Una obra de esta categoría no ha sido bien acogida en el Broadway neoyorquino, quizá más por motivos formales que por razones ideológicas. Las dos protagonistas son muy cultas y la pieza arranca con velocísimas disquisiciones ideológicas entre ambas contendientes que el público medio apenas puede seguir. Sin duda el ritmo del comienzo del drama –también en Madrid-, es excesivamente seco, conciso, algebraico, zigzagueante, tan veloz que suprime las más elementales pausas para que las intérpretes comuniquen el contenido emocional que subyace agazapado bajo las palabras. El público neoyorquino ha tardado tiempo en asimilar el primer estilo de David Mamet, sustentado en interjecciones, exabruptos y frases abiertas y entrecortadas que estos días triunfa en Broadway con un título escrito por Mamet hace casi treinta años: Glengarry Glen Ross, dando a la vez un prematuro carpetazo a La anarquista. No es esta una obra precisamente para Broadway, no al menos hasta que pasen otros treinta años y logre descodificar el nuevo estilo, diametralmente opuesto al anterior, del genial dramaturgo.

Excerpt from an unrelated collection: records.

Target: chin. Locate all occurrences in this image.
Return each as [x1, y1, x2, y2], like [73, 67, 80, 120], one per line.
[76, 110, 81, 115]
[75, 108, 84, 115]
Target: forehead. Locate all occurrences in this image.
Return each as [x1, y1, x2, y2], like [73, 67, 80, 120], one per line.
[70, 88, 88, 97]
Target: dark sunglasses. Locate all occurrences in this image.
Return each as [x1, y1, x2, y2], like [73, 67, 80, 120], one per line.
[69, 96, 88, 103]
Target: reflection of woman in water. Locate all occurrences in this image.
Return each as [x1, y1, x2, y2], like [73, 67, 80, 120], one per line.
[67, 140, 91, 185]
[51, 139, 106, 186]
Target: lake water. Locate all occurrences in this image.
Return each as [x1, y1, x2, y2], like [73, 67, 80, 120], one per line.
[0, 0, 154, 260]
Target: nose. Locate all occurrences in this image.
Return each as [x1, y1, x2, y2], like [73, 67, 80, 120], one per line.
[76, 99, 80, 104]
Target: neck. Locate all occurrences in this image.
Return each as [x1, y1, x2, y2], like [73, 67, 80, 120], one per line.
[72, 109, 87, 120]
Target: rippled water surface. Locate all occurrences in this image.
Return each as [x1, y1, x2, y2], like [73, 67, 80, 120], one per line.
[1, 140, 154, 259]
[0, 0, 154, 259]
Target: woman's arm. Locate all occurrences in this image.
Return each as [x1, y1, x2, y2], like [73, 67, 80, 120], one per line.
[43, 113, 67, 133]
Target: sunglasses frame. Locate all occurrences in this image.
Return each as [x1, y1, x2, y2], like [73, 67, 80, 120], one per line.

Pese a su robotizado comienzo, la perspectiva madrileña es muy distinta a la neoyorquina, más atenta aquí al fondo de la confrontación en torno a los dilemas de la justicia para reparar el sufrimiento causado por la violencia política. David Mamet hace una declaración explícita contra la cultura del espectáculo que convierte estos sucesos en un circo mediático y decide que su pieza vaya más allá, hasta penetrar en el dolor oculto y privado: es aquí donde el drama adquiere verdadero valor. Ambos lados de la balanza esgrimen argumentos de peso. La terrorista presa, Cathy, a la que da vida Magüi Mira, quien se desenvuelve con una extraordinaria soltura emocional dentro del denso lenguaje de David Mamet, reclama su derecho a abjurar de los errores ideológicos de su juventud, exhibe sus largos años de cárcel que a un recluso con crímenes sin connotaciones políticas le habría supuesto ya la libertad y emplea grandes dotes de perspicacia psicológica en los entresijos de la homosexualidad y las motivaciones oscuras que animan a la alta funcionaria que tiene enfrente.

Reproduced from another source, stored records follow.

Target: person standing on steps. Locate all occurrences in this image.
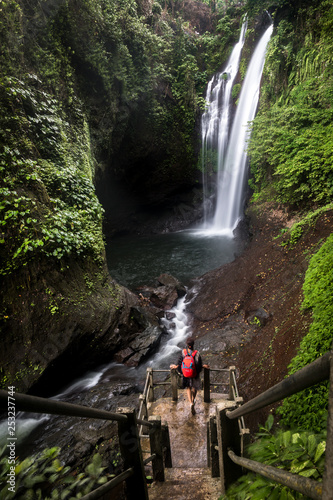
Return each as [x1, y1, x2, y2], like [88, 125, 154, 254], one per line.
[170, 337, 209, 415]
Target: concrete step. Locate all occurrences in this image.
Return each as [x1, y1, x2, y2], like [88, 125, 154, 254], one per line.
[148, 467, 221, 500]
[145, 390, 233, 468]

Ann, por el contrario, tiene justificadas dudas sobre la sinceridad del cambio ideológico de la anarquista y la autenticidad de su arrepentimiento ante el enorme dolor causado a las víctimas, lo que le empuja a una profunda y despiadada inquisición más allá de cualquier disimulo. Encarnada por Ana Wagener, su interpretación parece encorsetada y bloqueada por el ritmo torrencial y trepidante de Mamet, hasta que las pesquisas hacen que ambas contendientes se arranquen brutalmente las máscaras y el debate ideológico y judicial dé paso a una verdadera lucha de identidades y voluntades donde el drama, -y Ana Wagener junto a Magüi Mira-, brillan con genuina plenitud.
Dirigida por José Pascual con una sobriedad excesivamente supeditada a la propuesta del propio Mamet en Nueva York, la obra demanda a cada espectador una toma de partido íntima, trascendiendo los estereotipos con que la cultura del espectáculo mediático trata tales asuntos. ¿Simbólicamente, es aceptable ese disparo que reclamase Breton contra los prejuicios de la multitud? ¿Es creíble en todos los casos el principio de reinserción? ¿Qué grado de legitimidad tiene para nosotros el castigo?
Frente a los que abogan por un teatro de puro entretenimiento, esta obra es un ejemplo de cómo la inteligencia, la reflexión, la cultura y la exigencia estética desde la palabra poseen una valía que el teatro nos puede proporcionar como eficaz antídoto contra la banalidad.